What’s Wrong with your Resume?
Probably one or more of the issues addressed in gallery of 10 resume mistakes that turn off employers from the Boston Globe. (Not to be confused with all of those resume mistakes that get employers all excited so that they just have to hire you.) The mistakes include vague descriptions of prior responsibilities, a lack of direction in your career path, and oh yeah, lies.
Bargaineering’s 10 Resume Mistakes You Must Avoid gets right to the point, with a hit list of pitfalls, such as a lack of keywords (play up the ones that are key), a dense mass of text (your resume should be easily scannable), and the untailored resume (customize it for the job you’re trying to get and the company you’re trying to impress).
Have You Gotten Creative with your Job Search?
Like, for instance, by turning to the church? Not to pray—though that may be a good idea as well—but to network, as this CNN piece suggests.
Meanwhile, the Washington Post reports that more and more of people with college degrees are turning away from the cubicle-office scene and looking instead to manual skilled labor positions, such as a plumber or electrician.
Should You Train for a New Career?
That’s a perfectly logical approach. Unfortunately, according to USA Today, many, many unemployed have been retrained to become welders or nursing assistants or green technology workers—only to discover that even in these supposedly growing fields, jobs are hard to come by, and competition among job hunters is fierce.
What’s Up with all of these Seemingly Random Questions in Job Interviews?
When a hiring managers asks you about your favorite book or movie, it’s a way of breaking the ice, but “the question isn’t always as simple or innocent as it sounds and can be a minefield,” says this Psychology Today story. Your answer will reveal something about you and your interests—both of which may give an impression as to what may interest you about certain careers and job responsibilities. Also, your answer will reveal whether you can formulate ideas and speak coherently about everyday topics. So these seemingly random questions can hurt as much as they can help you.

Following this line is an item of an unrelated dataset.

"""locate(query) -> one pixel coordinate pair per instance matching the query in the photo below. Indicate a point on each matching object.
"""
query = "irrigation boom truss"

Is Any Job Better than No Job?
That was the debate recently at the NY Times’ Room for Debate blog. The answer I agree with most is this one: Yes, so long as whatever work you take on—even if it’s unpaid or worse, really annoying—puts you in a better position down the line to get the job you actually want.
Why Is It Easier to Get a New Job When You Already Have a Job?
Some companies, when looking for new hires, are just ignoring the unemployed, with some ads stating plainly “NO UNEMPLOYED CANDIDATES WILL BE CONSIDERED AT ALL” or “Must be currently employed.”
Are We All Joyless Working Machines?
That’s what author Mary Pipher is asking. And having no job is better than being a joyless working machine—though admittedly, the joyless job pays better.
Will We Continue to Need College Degrees?
Though there’s been a lot of discussion as to whether a college degree is worth the money let alone necessary for many lines of work, the NY Times says, the number of jobs that requires at least a two-year degree is increasing—and is expected to continue to increase in the years to come.
Aren’t Employment Rates Bound to Improve at some Point?
Not necessarily, according to Fortune. In the past, unemployment rates have always returned to normal levels after even the most severe downturns. But automation is rapidly eliminating certain kinds of jobs for good, and economists aren’t sure how the jobs market will play out. The hope is that technology can create at least as many jobs as it eliminates.